In 1545, Francis I. had a magnificent carack constructed in Normandy, so richly decorated, with such lofty decks and towers, and so capitally appointed, that it was called the Great Carack. It was anchored in the roadstead of Havre-de-Grâce. Henry VIII. ordered one equally splendid (Fig. 74), in which he intended to embark when he started to meet his brother sovereign at the famous Field of the Cloth of Gold. The French vessel was about to set sail at the head of a powerful fleet dispatched to meet the English. The King, desirous of inspecting it, boarded it on the eve of its departure, accompanied by a numerous and brilliant court. A collation had been prepared for him and his suite, the band was playing, salutes were thundering out in his honour, and he himself was in the midst of his inspection of the floating citadel, when suddenly cries of alarm were heard. A fire had broken out between decks; it burnt with astonishing rapidity, and, before help could be efficiently rendered, the whole of the rigging was in flames. In a few hours all that remained of the Great Carack was an immense hull, half consumed, aground on the beach, upon which the sea was casting up the corpses of those of the crew who were killed by the discharge of its cannons during the progress of the conflagration.

Fig. 74.—Man-of-War in which Henry VIII., King of England, embarked in 1520 at Dover to come to France.—From a Drawing by Holbein.
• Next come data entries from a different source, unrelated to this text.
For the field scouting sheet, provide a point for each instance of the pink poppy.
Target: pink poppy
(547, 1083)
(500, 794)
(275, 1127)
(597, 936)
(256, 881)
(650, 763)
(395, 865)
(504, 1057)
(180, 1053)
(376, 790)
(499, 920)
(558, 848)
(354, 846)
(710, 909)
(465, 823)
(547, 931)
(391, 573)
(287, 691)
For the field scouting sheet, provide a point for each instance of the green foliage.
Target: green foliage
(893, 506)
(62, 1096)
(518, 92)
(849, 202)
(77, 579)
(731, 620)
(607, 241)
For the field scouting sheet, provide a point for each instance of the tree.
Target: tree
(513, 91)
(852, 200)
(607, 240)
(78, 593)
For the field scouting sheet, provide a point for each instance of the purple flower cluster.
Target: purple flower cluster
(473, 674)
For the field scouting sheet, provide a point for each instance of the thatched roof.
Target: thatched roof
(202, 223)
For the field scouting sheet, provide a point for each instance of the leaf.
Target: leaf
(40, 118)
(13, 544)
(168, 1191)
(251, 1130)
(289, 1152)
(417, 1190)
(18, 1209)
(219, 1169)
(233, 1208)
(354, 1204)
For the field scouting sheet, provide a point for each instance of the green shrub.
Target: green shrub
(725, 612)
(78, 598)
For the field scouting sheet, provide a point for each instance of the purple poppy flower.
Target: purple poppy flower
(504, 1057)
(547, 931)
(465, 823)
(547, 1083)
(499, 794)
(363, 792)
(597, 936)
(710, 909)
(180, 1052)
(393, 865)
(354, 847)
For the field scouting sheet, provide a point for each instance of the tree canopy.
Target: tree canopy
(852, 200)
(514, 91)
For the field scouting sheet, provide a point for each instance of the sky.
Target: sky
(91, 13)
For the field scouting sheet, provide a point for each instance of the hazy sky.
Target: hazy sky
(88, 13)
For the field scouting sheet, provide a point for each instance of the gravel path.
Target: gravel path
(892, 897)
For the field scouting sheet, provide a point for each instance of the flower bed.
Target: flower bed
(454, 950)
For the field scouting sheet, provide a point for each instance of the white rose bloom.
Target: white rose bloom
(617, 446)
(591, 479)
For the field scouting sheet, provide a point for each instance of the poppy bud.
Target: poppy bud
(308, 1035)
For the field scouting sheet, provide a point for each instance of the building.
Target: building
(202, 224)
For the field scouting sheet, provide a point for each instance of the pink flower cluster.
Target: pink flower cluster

The galliot occupied an intermediate place between the ship properly so called and the large galley. It was, in fact, a slighter vessel, longer and narrower in the beam than all other kinds of ships. Galliots were sometimes, but not often, propelled by oars (Fig. 76). The ordinary build of galliot, whose poop consisted of two rounded quarter circles, separated by the rudder-post, had two decks; the largest of all had three. Two remarkable galliots are mentioned in history, one of which was an exact model of the celebrated Great Carack. It was built at Venice to carry three hundred guns and five hundred soldiers, besides its own crew of sailors, but while still in the lagoons it was caught in a tremendous hurricane. Being severely tossed by the wind and the waves, its rolls threw the whole of its heavy ordnance to the port-side, and, being unable to right itself, it turned over, and went down in sight of the town.

Fig. 75.—Spanish Ship of the End of the Fifteenth Century.—From an Engraving in the “Arte del Navegar,” by Peter of Medina.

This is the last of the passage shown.